Fri, Apr 06, 2007 - Page 4 News List

Women's rights laws emerge in India

SIGN OF THE TIMES In a society traditionally dominated by men, new legislation is beginning to make itself felt, particulary in how it affects victims of domestic violence


Magistrates in India are becoming involved in the intimate living arrangements of unhappily married couples as they struggle to enforce a new law against domestic violence.

Legislation passed late last year has given women victims of domestic violence greater rights, principally the right to continue living in the marital home. Earlier, most Indian women had suffered beatings without protest because they knew that their husbands and in-laws could throw them out of the house, rendering them destitute and homeless.
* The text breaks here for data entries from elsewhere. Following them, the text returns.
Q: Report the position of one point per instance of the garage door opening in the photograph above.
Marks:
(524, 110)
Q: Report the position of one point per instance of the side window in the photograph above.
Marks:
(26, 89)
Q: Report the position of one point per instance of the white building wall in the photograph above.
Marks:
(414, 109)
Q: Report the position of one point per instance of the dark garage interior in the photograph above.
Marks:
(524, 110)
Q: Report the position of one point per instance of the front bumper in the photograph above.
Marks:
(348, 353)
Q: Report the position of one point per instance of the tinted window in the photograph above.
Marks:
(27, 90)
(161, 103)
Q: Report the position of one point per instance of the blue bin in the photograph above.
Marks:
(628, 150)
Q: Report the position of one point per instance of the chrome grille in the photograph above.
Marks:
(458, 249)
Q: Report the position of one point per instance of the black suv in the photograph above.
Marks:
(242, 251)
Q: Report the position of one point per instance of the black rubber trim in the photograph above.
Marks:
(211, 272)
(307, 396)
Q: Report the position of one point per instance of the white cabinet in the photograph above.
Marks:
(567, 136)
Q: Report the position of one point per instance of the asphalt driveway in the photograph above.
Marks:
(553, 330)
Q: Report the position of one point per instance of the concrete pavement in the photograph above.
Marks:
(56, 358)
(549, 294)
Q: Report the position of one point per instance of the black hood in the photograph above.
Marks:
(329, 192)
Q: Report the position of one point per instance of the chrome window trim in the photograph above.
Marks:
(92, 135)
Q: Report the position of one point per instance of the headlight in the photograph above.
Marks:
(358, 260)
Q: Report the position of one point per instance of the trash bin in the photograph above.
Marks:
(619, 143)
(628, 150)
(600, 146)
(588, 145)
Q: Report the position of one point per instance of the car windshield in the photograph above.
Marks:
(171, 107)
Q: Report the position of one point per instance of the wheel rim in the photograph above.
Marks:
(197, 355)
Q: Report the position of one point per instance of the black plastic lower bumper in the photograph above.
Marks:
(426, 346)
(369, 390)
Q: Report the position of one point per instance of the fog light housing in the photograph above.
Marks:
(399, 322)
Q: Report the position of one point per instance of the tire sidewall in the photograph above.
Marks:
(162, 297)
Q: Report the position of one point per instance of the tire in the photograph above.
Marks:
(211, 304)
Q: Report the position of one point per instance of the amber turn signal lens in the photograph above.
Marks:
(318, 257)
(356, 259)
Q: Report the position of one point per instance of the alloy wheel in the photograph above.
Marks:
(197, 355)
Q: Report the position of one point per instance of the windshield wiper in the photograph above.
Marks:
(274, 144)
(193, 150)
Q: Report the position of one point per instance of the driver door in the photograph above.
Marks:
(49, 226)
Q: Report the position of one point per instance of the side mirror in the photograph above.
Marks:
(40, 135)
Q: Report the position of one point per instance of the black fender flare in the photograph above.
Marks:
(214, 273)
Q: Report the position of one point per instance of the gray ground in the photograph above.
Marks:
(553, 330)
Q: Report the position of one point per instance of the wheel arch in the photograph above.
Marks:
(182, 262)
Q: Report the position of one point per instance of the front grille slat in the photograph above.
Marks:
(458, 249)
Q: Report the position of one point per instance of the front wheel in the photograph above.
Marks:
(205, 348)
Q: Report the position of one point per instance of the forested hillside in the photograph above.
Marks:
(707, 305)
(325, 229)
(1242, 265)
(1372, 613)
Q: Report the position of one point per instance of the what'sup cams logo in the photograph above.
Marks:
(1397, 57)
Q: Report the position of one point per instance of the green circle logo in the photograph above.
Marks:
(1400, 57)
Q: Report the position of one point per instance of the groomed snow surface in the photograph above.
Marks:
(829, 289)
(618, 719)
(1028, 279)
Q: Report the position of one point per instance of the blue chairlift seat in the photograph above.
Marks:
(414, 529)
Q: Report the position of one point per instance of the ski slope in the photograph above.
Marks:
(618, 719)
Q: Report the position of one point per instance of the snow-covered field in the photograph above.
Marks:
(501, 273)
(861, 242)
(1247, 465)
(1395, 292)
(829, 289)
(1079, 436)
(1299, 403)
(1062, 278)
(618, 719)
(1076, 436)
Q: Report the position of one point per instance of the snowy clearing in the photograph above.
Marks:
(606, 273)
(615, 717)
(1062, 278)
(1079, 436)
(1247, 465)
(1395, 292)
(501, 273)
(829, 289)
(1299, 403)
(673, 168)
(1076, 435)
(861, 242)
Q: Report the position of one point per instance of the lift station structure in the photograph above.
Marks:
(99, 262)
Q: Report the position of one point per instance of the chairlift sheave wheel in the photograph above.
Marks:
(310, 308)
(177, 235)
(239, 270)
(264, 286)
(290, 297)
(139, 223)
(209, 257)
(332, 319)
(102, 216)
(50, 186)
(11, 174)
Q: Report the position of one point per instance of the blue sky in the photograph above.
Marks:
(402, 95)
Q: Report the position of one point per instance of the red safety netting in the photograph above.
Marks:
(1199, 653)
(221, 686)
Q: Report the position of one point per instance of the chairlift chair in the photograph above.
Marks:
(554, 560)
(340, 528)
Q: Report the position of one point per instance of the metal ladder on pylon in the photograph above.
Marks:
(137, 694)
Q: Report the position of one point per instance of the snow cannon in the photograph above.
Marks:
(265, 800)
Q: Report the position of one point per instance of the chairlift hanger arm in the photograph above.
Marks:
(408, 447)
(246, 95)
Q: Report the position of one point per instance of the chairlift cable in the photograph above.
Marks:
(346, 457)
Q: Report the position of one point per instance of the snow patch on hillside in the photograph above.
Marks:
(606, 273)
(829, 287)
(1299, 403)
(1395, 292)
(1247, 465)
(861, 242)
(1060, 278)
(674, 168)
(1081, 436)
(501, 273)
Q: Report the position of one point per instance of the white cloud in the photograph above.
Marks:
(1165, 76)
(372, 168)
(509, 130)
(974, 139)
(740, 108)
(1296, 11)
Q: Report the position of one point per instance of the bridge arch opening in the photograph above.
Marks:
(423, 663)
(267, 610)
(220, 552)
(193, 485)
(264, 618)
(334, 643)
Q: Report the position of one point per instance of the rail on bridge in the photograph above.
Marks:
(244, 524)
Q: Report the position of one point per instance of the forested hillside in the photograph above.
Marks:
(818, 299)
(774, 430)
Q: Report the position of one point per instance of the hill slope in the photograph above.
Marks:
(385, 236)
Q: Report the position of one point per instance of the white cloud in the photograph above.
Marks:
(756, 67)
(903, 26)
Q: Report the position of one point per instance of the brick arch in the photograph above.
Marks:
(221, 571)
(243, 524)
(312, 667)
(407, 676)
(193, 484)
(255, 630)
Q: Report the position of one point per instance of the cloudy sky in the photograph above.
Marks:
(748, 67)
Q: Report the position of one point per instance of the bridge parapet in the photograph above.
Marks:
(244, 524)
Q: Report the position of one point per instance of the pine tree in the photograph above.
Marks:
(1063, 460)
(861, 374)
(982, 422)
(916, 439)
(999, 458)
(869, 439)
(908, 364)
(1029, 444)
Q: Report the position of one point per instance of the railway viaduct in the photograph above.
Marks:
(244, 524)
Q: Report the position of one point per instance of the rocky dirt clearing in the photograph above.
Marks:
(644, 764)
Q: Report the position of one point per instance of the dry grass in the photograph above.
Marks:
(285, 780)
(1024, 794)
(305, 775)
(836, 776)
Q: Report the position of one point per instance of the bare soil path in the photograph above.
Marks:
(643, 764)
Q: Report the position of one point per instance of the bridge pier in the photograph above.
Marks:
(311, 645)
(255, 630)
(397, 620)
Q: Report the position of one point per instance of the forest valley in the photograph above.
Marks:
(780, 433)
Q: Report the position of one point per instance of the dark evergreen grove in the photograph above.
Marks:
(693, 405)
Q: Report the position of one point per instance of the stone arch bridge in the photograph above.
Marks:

But implementing the law is proving difficult for magistrates who end up arbitrating over such matters as who has the right to use the bathroom and other such minutiae.

Anusha Rewari, 38, used the new law to get a magistrate's order giving her the right to continue living in her home, owned by her husband Bharati in Lajpat Nagar in the Indian capital.

Rewari and her three young daughters had been thrown out earlier when Bharati had attacked her with a cricket bat. Every time, she fled to her parents' home and every time she returned, the dishonor of a married daughter returning home was too much for her parents.

"It was such a relief to know that I could stay at home even though he's in the next room. But he has refused to let me use kitchen and bathroom," Rewari said.

The magistrate has recently issued another order directing the family to give her access to these sections of the family home.

Lawyer Priti Kapoor who gives legal advice to women's groups, believes the law is a step in the right direction as it serves as a reality check for violent men and gives women a roof over their heads but is also concerned at the complexity of already fraught domestic situations that are emerging.

"How can you ensure that a woman feels safe or that the children can move around freely in a house? Does the wife use the kitchen at different times from the mother-in-law or what? Legislating over these private, daily matters is very difficult. It will take time to evolve guidelines," Kapoor said.

The Protection of Women Against Domestic Violence Act may be a complicated piece of legislation but his hasn't stopped thousands of women going to police stations to file cases under the new law against violent husbands.

Although it's too early for any figures, women's groups in the capital say cases are pouring in as battered women realize that they finally have a weapon against their abusive husbands.

At dinner parties in middle class homes, men joke nervously about how they had better watch themselves now that the wife has greater powers than ever before.

Women like Hansie Pande, 35, had no choice but to run to a refuge with her two children when her husband's beatings became too savage. The home was owned by her husband and registered in his name. Whenever he threw her out, she had no means of stopping him.

Now, a court has given Pande the right to stay in her home and her unemployed husband knows that if he harasses her or is violent, he can be sent to jail for a year or fined.

"He is really angry that I'm still here. If it weren't for this law, he would have punched me senseless and thrown me out on the street but he's helpless. I've never seen him so frustrated," Pande said.

India's National Crime Records Bureau registers a case of cruelty by husbands and their relatives every nine minutes and last year's legislation is the product of 10 years of campaigning by women's groups.